For gay people the role of the sacred clown is especially important: not only are the sacred clowns often gay, the role of contrary is a sacred symbol of the role we play in society as a whole.
There has been a sacred clown response to AIDS. When the normal response was to react with fear and panic, there were people dancing backward, responding with love and confidence. ‘( Tilleraas, P. 1988. Color of light: Daily Meditations for All Us Living with AIDS)
Dario Fo once wrote, ‘ clowns always speak of the same thing, they speak of hunger; hunger for food, hunger for sex, but also hunger for dignity, hunger for identity, hunger for power. In fact, they introduce questions about who commands, who protests’’ The clowns of the AIDS crisis, a crisis which, we must add, is far from over, are therefore both healers and rebels, they protest with humour while pushing a very serious agenda, they disconcert the authorities with their looks and antics yet manage to subvert the status quo.
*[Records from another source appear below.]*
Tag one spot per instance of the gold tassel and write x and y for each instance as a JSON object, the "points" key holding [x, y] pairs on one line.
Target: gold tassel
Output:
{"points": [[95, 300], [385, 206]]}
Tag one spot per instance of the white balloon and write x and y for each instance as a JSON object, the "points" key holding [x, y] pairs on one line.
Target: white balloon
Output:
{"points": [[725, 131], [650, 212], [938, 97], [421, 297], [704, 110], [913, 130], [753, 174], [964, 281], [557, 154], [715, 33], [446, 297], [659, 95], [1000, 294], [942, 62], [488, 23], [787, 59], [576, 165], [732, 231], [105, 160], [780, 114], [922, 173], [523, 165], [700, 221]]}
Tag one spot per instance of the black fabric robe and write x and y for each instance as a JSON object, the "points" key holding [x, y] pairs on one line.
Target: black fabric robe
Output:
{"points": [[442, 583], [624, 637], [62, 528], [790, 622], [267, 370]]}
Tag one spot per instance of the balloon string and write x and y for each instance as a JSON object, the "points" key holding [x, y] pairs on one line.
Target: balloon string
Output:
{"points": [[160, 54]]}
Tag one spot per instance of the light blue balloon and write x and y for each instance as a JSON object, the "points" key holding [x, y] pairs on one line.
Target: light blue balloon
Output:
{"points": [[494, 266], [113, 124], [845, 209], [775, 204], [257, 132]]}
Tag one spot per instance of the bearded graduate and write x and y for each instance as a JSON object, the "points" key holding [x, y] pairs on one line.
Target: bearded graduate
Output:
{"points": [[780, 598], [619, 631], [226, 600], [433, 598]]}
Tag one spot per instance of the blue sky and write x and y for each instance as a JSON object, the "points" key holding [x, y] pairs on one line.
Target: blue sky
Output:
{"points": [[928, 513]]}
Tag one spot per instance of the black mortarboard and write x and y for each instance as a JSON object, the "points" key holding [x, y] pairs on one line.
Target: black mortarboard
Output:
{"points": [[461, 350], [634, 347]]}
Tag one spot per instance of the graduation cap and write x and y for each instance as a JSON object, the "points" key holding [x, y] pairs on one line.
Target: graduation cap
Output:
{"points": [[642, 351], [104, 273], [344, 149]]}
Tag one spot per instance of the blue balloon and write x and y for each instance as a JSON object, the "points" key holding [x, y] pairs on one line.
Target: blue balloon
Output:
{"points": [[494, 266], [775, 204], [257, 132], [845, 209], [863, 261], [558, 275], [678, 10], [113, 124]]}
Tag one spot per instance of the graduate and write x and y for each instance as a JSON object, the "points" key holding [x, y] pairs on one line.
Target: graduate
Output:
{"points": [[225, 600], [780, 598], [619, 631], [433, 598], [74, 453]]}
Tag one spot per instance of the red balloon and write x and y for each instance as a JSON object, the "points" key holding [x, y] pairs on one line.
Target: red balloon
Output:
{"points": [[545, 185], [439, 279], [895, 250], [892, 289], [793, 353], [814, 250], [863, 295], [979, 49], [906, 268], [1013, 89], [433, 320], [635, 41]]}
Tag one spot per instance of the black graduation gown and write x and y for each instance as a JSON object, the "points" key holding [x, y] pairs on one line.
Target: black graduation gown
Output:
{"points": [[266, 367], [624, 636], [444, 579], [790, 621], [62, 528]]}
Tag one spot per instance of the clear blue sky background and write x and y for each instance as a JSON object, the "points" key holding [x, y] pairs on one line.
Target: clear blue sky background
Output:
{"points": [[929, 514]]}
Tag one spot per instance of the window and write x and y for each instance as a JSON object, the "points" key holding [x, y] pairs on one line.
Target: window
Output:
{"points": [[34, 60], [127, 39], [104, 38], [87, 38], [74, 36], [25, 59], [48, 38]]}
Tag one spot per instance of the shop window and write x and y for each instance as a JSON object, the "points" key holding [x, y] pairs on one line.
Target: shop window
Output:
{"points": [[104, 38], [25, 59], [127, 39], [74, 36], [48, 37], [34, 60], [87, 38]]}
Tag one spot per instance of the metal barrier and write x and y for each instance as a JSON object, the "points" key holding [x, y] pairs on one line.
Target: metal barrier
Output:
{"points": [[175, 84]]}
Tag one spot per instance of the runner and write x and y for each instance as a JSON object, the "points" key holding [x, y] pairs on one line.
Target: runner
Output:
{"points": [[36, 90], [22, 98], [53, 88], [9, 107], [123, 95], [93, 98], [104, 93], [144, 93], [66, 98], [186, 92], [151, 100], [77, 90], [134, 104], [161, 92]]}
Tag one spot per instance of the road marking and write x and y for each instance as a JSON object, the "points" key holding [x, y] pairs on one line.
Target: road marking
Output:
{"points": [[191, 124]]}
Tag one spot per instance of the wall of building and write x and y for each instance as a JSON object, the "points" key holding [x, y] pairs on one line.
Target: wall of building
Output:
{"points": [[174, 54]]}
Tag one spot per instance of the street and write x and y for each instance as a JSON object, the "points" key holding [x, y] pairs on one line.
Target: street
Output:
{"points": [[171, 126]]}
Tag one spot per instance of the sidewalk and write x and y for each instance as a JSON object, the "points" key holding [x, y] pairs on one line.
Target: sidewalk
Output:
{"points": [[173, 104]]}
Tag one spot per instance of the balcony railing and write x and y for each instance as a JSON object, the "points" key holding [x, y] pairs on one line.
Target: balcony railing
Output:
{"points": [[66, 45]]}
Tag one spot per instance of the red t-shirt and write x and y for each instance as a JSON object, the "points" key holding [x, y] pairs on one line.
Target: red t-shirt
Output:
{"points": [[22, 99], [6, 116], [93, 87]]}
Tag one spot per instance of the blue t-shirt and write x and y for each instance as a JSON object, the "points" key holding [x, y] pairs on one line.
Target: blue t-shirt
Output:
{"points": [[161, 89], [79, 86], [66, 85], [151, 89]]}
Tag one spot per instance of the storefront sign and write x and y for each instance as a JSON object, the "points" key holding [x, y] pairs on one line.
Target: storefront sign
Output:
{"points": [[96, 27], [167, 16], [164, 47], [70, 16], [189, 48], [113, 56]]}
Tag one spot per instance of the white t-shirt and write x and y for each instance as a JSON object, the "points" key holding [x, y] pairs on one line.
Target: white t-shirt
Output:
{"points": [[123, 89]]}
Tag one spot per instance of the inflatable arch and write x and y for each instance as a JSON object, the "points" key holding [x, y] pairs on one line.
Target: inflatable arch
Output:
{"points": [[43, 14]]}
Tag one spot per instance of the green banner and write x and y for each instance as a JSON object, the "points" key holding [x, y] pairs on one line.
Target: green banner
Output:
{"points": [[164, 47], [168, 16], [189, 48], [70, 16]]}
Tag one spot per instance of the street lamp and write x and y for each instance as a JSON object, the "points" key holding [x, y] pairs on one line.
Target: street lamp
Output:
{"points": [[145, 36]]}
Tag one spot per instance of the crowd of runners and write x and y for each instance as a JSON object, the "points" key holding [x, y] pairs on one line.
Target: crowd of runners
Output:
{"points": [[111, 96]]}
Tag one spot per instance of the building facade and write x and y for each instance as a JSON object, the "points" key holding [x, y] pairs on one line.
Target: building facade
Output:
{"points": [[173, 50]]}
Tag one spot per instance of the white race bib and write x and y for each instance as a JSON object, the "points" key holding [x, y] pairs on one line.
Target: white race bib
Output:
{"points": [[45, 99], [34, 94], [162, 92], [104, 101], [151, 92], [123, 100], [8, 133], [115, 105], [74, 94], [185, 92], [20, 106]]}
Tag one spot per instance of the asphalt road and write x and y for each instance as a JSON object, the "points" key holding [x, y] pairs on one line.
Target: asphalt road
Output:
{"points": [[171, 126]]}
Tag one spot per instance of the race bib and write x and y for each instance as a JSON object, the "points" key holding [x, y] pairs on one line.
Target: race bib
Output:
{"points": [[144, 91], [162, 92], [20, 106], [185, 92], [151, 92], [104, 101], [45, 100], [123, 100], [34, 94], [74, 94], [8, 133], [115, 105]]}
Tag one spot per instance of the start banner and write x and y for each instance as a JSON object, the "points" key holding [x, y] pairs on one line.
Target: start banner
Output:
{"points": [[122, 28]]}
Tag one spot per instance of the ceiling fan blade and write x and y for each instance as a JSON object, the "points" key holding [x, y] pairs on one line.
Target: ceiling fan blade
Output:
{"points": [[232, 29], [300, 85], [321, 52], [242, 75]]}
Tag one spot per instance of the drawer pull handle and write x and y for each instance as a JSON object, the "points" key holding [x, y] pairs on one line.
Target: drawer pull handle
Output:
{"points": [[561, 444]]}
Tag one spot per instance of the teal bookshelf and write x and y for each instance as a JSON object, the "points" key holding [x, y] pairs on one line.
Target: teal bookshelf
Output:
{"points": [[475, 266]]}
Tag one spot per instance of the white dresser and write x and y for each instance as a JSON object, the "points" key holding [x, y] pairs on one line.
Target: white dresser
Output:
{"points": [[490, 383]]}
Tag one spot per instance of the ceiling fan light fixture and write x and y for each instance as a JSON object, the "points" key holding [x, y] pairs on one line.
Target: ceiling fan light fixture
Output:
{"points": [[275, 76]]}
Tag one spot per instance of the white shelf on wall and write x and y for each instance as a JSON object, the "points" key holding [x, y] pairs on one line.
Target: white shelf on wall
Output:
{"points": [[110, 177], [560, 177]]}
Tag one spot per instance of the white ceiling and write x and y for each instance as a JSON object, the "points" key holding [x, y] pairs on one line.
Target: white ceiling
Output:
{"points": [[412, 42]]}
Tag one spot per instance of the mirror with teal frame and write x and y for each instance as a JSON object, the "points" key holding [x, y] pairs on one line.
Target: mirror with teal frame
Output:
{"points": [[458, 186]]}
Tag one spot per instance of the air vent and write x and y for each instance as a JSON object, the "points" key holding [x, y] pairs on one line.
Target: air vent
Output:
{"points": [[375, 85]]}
At a time when the LGBT movement faces internal struggles and external attacks, when so-called ‘allies’ and even members of the community think that drag queens and outrageous costumes shouldn’t be part of a political struggle, we must remember that the drag queens ARE the sacred clowns, our own Heyoehkahs, they provoke laughter in distressing situations of despair and provoke fear and chaos when people feel complacent and overly secure; their own existence is political and ‘queer’. As anarchists said in the tumultuous 70s: ‘Fantasy will destroy power and laughter will bury you”.